During the company's first road show in late July through early August "every single day we were on the road, the market went down, and two of those days" the decline was more than 5%, Mason says. "That was just bad luck, because we had tremendous interest in the bank's offering."

FBR Capital Markets, HomeStreet's sole investment bank, had experience handling delayed deals and IPO-driven recapitalizations during the savings and loan crisis. FBR's president and CEO, Richard Hendrix, says his firm knew it would be challenging but not impossible to pull off the recapitalization.

"There's a difference between getting something done and getting something done well," Hendrix says. "In this case, waiting until we could get it done well benefited everybody."

HomeStreet entered the crisis with half its loan book in residential construction, and half of that category was raw land and development loans, says Mason, who joined the company in late 2009 as a turnaround specialist. At that time, HomeStreet had fallen under a cease-and-desist order and more than 14% of its assets were nonperforming.

"There were a number of things that had to be done, but at the top of the list was repairing or stabilizing the regulatory relations," Mason says. "Let's face it, at that juncture, they are your most important constituency and the shareholders really have to take a backseat."

Mason first created performance reports and goals that HomeStreet discussed monthly with its three regulators. Mason also helped retrain staff to get rid of nonperforming assets as quickly as possible, rather than waiting for market improvements and better pricing.

"In a falling market when you need to shrink the balance sheet to stay capital compliant … you have to meet what the market is willing to give," he says. "Waiting for a better price often results in a worse price."

In 2009, HomeStreet's classified assets peaked at $760 million, or more than one-fifth of total assets. At the end of 2011 the number was $188 million, or 8% of total assets. Total nonperforming assets were cut in half, to 5.1% of total assets at Dec. 31 compared with a year earlier.

Monthly meetings with regulators have continued. Mason says transparency, paired with surpassing monthly goals, led regulators to give them more time to raise capital, even though a public offering sometimes seemed to be a risky proposition.

"Asking [the regulators] to consider an unusual or alternative approach can be challenging unless you have credibility.
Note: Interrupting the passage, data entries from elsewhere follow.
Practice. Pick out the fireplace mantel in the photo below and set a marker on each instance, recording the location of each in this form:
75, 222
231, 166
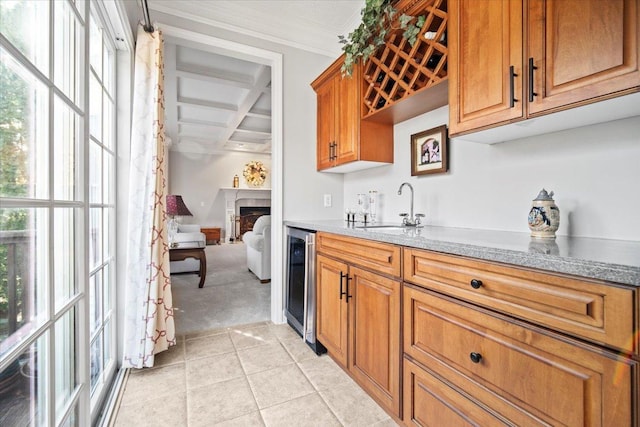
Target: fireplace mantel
231, 196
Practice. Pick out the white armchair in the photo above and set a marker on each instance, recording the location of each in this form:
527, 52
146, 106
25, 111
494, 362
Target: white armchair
187, 236
258, 243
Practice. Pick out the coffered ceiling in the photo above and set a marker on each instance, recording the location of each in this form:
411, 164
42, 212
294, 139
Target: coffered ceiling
217, 103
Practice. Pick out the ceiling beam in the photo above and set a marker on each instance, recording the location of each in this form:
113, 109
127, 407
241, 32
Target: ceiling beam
192, 102
262, 80
212, 75
259, 133
202, 123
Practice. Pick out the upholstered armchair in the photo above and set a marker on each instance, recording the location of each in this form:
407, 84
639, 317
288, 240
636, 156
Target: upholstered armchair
187, 236
258, 243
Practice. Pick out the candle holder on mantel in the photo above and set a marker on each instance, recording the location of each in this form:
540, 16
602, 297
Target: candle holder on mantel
544, 216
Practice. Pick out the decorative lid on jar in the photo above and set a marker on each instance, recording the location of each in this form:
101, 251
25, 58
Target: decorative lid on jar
544, 216
543, 195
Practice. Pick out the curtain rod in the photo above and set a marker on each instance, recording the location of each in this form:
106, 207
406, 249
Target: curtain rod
147, 19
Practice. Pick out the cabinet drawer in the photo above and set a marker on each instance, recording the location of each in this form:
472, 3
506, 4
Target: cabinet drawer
381, 257
589, 309
430, 402
528, 375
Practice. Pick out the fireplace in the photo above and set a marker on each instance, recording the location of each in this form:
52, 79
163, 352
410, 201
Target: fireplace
249, 215
236, 198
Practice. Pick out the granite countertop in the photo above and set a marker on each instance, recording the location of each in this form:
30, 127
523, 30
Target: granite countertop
603, 259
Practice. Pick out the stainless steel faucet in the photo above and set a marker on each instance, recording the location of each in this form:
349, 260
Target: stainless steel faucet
409, 219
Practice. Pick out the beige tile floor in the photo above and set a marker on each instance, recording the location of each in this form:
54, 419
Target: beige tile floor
253, 375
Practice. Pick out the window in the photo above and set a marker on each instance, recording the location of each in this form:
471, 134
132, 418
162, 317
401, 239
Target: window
57, 212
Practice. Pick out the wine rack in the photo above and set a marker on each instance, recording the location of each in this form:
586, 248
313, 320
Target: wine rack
398, 70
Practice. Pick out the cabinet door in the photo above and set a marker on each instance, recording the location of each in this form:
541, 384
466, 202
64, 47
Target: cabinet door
331, 307
374, 352
348, 117
583, 49
486, 41
431, 402
326, 98
529, 376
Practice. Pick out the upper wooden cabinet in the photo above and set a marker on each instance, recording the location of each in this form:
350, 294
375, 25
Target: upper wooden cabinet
345, 142
515, 59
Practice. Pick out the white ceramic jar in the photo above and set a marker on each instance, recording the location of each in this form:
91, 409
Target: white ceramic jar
544, 216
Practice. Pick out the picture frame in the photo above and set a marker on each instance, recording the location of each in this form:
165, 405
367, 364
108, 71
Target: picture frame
430, 151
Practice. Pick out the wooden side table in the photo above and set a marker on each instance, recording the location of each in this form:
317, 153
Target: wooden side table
212, 235
179, 254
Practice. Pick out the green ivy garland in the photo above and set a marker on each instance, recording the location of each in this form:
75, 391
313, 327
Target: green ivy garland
377, 22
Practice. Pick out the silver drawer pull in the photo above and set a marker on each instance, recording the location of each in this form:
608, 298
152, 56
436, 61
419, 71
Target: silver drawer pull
476, 284
475, 357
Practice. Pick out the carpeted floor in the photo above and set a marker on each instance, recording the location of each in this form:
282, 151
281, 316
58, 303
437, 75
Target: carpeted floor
231, 296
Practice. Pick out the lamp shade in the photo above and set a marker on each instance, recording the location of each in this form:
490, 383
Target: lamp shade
175, 206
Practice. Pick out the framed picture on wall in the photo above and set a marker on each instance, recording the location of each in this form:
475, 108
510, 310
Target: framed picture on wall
429, 151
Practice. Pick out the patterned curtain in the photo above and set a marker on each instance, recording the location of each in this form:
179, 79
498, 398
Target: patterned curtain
149, 327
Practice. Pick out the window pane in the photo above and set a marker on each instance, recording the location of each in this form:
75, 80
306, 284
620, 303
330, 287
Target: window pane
67, 48
64, 255
95, 301
108, 218
95, 109
23, 388
108, 354
96, 362
108, 178
17, 22
107, 78
108, 124
66, 134
24, 165
95, 237
95, 173
23, 273
96, 48
107, 290
65, 363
And credibility was earned," Mason says.

HomeStreet also had to earn credibility with investors by continuing to show that it could surpass performance targets despite two failed attempts to go public last year. In the end, it was the company's mortgage business — the same area that received a black eye from the financial crisis — that made HomeStreet attractive to investors.

"Without its mortgage operation and the associated earnings, it would have been more difficult" to do an IPO, Hendrix says. "The earnings allowed them to charge the credit issues off at a more rapid rate than otherwise possible."

HomeStreet turned a $16.1 million profit last year after several years of net losses. For 2010 the company reported a loss of $34.2 million.

Existing shareholders benefited because they took on less dilution than they would have had HomeStreet gone to the market earlier.

By February, the company had recognized higher returns so it needed to raise less capital. HomeStreet restructured the initial public offering to include fewer shares at a higher price per share, which allowed its existing shareholders to retain a higher stake.

HomeStreet sold shares at 85% of tangible book value. For a distressed bank, industry observers say any offering near book value is a big improvement from a year earlier, when offerings were at half of book value or less.

Levenson says pricing is improving, however slowly, as more banks raise capital for offense rather than to repair credit losses.

Still, Levenson says he wrote a fairness opinion just last week for a California community bank that was considering an offering that he priced at 50% to 55% of tangible book value.

Pricing "hasn't changed very much but I do think it is changing," Levenson says. "You will see more and more banks trade at closer to book and more capital raises are going to be done that are less dilutive."